Ordensfrau Mayrhofer: "Habe den Menschen Ratzinger erlebt"
"Ich habe gehört und gestaunt": So erinnert sich die ehemalige Präsidentin der österreichischen Frauenorden, Sr. Beatrix Mayrhofer (74), an die Vorlesungen Joseph Ratzingers an der Theologischen Fakultät an der Universität Regensburg. Dort lehrte der spätere Papst Benedikt XVI. ab 1969 Dogmatik und Dogmengeschichte. "Die Studenten stürmten seine Vorlesungen, aber nicht um zu stören, wie zuvor in Tübingen, sondern um zu hören", schildert die bekannte Ordensfrau und langjährige Direktorin des Wiener Schulzentrums Friesgasse in einem Gastbeitrag zum Tod von Benedikt XVI. in mehreren österreichischen Kirchenzeitungen (aktuelle Ausgaben, Mittwoch).

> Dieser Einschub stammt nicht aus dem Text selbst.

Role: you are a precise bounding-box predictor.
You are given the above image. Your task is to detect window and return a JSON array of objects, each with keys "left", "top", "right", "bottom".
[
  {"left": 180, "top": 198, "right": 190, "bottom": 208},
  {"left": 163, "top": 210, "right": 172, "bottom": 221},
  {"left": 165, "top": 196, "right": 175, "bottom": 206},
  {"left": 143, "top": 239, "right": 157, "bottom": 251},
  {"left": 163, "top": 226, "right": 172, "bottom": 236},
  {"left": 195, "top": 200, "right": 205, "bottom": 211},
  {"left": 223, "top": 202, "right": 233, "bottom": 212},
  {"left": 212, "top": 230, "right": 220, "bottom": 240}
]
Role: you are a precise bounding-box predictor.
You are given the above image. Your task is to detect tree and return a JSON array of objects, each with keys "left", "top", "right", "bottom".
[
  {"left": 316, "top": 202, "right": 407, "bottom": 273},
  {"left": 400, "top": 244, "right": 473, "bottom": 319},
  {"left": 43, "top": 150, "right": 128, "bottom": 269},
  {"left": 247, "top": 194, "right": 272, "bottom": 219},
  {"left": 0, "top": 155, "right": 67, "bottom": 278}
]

Mayrhofer studierte Anfang der 1970er Jahre zwei Semester lang in Regensburg, und zwar im Anschluss an das Noviziat in ihrer Ordensgemeinschaft, den Armem Schulschwestern von Unserer Lieben Frau. Bei den Vorlesungen Ratzingers sei ihr "eine neue Welt aufgegangen", erinnert sich Mayrhofer: "Das ist theologisches Denken in einer neuen Weite, eine Verkündigung der biblischen Botschaft im Dialog mit griechischer Philosophie, mit der Lehre der Kirchenväter und mit neuester Literatur". Ratzinger, "selbst ein Meister des Wortes", habe in einer "ständigen Suchbewegung um das Wort, um das Wahr-Sagen des Unsagbaren" gekreist. Unermüdlich habe nach der Vermittlung zwischen Glaube und Vernunft getrachtet, und zu erklären versucht, dass diese sich nicht widersprächen, so Sr. Mayrhofer.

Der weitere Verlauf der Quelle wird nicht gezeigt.